Undeniably international peacekeeping missions receive more attention when they go wrong. Though most people have heard of the UN's failings in states such as Rwanda and Bosnia where thousands were massacred as the blue helmets floundered (sometimes because of politicians, sometimes because of those on the ground), far fewer can recall the relatively successful missions in conflict zones such as Macedonia, Cyprus and post-occupation East Timor.

However, disproportionate coverage aside, it is clear that after hundreds of interventions around the world, the disappointment and sense of failure is, at least in part, justified. The horrifying mass-rape in Eastern Congo this week took place just miles from United Nations Peacekeepers. Hundreds of women and baby boys were brutalised by militias - yet armed the armed force whose sole purpose is to protect the Democratic Republic of Congo's population did nothing to intervene. An emergency meeting has been called and officials have produced heated rhetoric about bringing the perpetrators to justice; but this will mean little to those whose lives have been torn apart by the barbaric act and does nothing to rectify the fact that the peacekeepers did not help them in their hour of need.

Unfortunately this is just the latest is a long line of failings that have befallen the UN's Congo mission. A lack of resources and troops (exacerbated by the state's enormous size), impotence in the face of what reports are now suggesting amounts to genocide, and sexual abuse by peacekeepers against the very people they are meant to be protecting, have all left the force understandably unpopular with the local population and have raised questions over whether their presence has really improved the situation. Of course there have been successes - many militias have been disarmed, the armies of neighbouring states have largely departed and significant areas are now at relative peace. However, given the potential might of the UN and the force's presence in the DRC for over a decade, it is hard to view it as anything other than a failure.

In stark contrast, proposals over the last couple of weeks for an OSCE deployment to Kyrgyzstan, have raised hopes of a far more successful kind of peacekeeping operation.
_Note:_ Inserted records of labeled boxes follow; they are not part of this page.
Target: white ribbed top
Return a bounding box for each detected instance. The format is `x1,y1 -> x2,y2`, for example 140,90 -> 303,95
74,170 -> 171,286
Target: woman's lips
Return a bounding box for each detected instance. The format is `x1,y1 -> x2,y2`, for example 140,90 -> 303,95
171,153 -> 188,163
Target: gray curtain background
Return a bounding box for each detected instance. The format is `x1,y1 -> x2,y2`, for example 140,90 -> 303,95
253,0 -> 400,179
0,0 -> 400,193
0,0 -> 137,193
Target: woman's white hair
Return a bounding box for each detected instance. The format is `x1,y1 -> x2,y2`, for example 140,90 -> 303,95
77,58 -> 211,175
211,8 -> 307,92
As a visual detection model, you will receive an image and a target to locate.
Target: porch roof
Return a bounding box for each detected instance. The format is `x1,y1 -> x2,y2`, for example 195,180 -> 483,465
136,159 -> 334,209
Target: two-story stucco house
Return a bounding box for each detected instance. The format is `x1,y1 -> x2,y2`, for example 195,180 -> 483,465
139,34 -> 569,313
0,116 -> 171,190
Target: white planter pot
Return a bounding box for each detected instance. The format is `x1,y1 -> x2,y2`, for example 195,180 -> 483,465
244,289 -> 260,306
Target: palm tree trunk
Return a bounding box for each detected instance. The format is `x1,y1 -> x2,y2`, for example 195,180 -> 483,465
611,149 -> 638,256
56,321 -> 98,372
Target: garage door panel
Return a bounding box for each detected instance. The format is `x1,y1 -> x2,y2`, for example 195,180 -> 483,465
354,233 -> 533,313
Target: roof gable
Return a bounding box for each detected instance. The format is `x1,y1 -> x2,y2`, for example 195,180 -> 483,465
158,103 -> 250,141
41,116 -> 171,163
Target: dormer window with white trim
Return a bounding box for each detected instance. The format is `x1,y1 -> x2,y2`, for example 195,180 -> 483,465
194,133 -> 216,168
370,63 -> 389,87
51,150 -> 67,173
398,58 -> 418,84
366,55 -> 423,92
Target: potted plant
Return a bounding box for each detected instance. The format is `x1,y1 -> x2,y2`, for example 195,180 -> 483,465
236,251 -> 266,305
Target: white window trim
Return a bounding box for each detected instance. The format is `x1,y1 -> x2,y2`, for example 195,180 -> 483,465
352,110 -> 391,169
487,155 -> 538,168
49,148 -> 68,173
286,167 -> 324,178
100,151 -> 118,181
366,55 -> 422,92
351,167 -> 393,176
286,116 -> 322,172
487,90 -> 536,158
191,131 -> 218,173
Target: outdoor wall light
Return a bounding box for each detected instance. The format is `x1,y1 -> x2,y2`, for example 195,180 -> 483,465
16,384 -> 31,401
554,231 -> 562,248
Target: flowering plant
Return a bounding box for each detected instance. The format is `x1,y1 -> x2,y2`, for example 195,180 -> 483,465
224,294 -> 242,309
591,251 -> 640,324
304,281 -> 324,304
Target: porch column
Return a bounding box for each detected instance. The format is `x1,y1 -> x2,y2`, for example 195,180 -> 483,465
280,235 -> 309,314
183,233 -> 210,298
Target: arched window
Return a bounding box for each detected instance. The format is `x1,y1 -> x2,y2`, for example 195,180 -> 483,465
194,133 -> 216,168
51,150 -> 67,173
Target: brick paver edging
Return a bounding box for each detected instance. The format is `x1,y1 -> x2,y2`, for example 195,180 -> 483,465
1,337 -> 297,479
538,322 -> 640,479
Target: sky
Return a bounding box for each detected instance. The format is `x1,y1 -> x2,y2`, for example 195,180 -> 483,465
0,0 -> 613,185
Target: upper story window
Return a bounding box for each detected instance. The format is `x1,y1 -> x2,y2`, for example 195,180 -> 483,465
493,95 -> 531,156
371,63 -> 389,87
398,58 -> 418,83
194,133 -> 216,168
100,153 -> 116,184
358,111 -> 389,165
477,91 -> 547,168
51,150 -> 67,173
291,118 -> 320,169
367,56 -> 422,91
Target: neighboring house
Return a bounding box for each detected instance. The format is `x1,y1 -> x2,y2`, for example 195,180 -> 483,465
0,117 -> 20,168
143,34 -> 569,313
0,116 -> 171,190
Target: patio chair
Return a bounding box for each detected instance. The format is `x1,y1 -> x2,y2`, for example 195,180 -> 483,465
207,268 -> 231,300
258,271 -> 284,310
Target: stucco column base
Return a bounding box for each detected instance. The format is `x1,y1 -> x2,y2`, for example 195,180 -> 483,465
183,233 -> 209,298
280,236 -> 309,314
In response the horrendous ethnic clashes that killed over 2000 people in June, the OSCE intends to send 52 well trained police officers to assist fledging constabularies in specific regions. Small and tokenistic as this may sound, it could have a remarkable effect.

If they have a clear mandate (something that was never established for the Congo peacekeepers) the officers will be in a better position to draft in extra resources and exercise their powers in response to the situation on the ground. By working in an advisory/training capacity they are more likely to been seen as friends rather than enemies or occupiers by the local population. And by focusing on policing rather than military peacekeeping they can potentially prevent conflict in its early stages- rather than exacerbating it or attempting to placate it once it is already out of control.

Of course, it's hard to compare such a specifically targeted operation to the Congo mission, which involved entering a state the size of Western Europe engaged in full scale civil war with multiple domestic militias and foreign armies. But if the OSCE mission is a success it will demonstrate once again that, though we're still far from getting it right, international peacekeeping missions can and do work; and that as intergovernmental organisations explore and expand ways in which they can halt conflict and human rights abuses, be it through policing, training, monitoring or some other means - we can eventually prevent failures such as those in Rwanda, Bosnia and the Democratic Republic of Congo from ever happening again.